Hace casi 20 años, aprendí sobre unos “gusanos gigantes”, de más de 2 metros de longitud asociados a fuentes hidrotermales a 2,400 metros de profundidad. Las fuentes fueron descubiertas hasta los años 70’s, por un equipo de Woods Hole Oceanographic, a bordo de un submarino en el océano Pacífico. Expulsaban líquidos calientes ricos en minerales provenientes del lecho marino. ¡Nuevos ecosistemas con nuevas especies asociadas! Y siempre habían estado ahí, en el mar, en la parte donde el sol no llega… Por comodidad tendemos a pensar que lo que no vemos simplemente no existe. Estos descubrimientos cambiaron fundamentalmente nuestra comprensión de la Tierra y la vida en ella.

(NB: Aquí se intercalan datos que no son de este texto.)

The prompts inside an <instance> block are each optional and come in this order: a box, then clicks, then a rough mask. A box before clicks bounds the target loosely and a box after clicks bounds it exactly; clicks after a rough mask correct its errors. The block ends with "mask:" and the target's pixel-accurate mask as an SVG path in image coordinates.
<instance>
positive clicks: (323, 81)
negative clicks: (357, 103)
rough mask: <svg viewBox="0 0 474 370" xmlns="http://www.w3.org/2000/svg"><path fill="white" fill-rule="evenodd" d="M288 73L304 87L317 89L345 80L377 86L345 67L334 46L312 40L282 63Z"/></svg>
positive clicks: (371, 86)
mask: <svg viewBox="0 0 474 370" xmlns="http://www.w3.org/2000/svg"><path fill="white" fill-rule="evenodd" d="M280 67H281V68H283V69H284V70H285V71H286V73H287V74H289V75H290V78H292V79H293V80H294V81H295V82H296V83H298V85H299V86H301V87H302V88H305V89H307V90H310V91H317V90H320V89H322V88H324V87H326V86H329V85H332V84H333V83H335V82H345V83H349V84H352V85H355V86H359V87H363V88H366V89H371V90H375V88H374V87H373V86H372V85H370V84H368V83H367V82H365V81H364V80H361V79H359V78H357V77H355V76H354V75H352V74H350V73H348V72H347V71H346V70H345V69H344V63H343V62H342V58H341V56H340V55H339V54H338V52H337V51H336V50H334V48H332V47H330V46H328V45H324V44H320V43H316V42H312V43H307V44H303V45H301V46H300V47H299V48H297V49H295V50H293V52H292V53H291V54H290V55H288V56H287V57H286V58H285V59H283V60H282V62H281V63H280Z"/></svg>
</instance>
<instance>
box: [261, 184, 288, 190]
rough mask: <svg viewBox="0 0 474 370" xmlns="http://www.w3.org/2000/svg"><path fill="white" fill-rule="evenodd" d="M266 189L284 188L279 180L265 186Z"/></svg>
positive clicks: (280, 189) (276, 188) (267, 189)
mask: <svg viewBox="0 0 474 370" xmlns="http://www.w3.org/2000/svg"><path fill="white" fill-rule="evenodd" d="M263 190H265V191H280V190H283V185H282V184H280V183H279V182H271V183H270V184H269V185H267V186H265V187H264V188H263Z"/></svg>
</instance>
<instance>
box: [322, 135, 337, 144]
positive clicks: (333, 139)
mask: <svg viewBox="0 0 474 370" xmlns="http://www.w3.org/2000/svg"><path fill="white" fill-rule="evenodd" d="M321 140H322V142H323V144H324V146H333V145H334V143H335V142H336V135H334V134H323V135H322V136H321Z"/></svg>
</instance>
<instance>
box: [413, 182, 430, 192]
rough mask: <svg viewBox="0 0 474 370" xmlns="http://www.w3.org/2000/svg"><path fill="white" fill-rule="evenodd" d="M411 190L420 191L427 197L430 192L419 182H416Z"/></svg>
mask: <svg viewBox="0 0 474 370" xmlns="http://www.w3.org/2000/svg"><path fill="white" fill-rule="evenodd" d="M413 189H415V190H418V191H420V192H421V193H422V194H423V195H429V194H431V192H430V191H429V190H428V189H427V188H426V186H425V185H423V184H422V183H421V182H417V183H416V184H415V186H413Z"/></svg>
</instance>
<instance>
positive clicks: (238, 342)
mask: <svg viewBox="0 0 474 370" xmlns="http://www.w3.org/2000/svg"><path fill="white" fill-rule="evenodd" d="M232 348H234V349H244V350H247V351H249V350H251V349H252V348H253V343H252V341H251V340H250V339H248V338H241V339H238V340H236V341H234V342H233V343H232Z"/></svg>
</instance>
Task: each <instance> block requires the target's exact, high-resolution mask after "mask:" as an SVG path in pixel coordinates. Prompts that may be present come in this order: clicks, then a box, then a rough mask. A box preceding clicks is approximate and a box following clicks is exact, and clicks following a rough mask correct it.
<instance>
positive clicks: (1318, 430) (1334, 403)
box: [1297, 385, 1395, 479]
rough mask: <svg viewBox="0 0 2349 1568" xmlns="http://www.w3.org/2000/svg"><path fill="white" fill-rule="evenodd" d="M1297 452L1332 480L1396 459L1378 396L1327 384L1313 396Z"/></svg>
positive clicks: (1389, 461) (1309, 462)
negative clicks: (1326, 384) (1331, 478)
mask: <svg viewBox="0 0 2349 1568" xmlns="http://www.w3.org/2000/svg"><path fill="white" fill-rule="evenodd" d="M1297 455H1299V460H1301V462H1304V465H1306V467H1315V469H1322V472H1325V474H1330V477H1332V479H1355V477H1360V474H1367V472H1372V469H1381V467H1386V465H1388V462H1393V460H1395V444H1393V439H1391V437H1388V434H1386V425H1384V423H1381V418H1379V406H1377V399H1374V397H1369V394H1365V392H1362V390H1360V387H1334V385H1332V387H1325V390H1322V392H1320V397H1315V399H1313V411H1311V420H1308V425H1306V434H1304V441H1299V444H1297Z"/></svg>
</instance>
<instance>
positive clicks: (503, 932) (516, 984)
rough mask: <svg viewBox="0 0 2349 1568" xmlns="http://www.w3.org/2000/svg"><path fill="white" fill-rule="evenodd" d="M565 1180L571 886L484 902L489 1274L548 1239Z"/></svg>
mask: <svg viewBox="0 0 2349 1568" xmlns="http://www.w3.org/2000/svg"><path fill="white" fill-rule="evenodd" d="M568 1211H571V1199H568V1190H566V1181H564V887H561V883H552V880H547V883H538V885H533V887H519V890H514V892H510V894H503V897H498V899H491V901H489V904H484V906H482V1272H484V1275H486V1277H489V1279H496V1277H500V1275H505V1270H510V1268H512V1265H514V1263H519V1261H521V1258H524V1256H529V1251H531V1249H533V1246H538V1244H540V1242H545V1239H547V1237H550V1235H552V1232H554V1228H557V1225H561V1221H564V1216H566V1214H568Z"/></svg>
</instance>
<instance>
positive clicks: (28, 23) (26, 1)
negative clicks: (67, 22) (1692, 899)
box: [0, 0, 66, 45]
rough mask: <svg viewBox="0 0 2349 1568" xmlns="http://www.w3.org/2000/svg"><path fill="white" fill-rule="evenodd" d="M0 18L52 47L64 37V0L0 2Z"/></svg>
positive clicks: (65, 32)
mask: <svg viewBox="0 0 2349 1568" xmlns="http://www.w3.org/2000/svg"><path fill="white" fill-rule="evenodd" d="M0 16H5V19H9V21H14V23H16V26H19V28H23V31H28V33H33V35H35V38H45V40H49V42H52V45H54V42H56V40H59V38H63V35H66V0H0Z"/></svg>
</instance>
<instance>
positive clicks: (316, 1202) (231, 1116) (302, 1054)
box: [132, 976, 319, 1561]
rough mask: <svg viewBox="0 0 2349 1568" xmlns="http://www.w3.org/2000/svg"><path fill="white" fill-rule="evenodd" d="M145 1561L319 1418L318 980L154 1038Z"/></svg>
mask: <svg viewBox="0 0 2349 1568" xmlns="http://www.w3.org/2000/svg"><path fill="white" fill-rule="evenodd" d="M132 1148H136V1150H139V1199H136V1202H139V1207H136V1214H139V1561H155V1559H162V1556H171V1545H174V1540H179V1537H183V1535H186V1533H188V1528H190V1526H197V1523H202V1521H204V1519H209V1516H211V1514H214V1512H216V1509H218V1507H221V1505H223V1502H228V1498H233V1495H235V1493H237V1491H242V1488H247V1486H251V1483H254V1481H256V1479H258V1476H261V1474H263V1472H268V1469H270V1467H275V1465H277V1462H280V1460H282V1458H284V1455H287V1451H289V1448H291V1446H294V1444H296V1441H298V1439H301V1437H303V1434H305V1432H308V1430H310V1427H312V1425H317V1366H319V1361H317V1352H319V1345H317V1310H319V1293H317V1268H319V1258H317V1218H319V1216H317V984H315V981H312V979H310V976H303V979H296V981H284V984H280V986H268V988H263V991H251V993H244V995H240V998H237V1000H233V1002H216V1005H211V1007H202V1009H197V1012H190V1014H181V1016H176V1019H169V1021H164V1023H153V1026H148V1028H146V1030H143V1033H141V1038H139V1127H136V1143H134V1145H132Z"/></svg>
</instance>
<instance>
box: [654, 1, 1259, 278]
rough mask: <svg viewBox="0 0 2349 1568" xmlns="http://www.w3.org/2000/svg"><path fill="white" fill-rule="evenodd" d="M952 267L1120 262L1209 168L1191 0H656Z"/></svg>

No hay una definición consensuada entre científicos sobre lo que se considera “mar profundo”, en general son los sitios que no obtienen luz de la superficie (aproximadamente a partir de los 200 m). Tomando en cuenta lo anterior, el 93% del océano es “mar profundo”. El océano Pacífico tiene una profundidad promedio de 4,200 m y alberga el lugar más profundo hasta ahora conocido: la fosa de las Marianas, que alcanza los 11 km, más que la altura del monte Everest sobre el nivel del mar.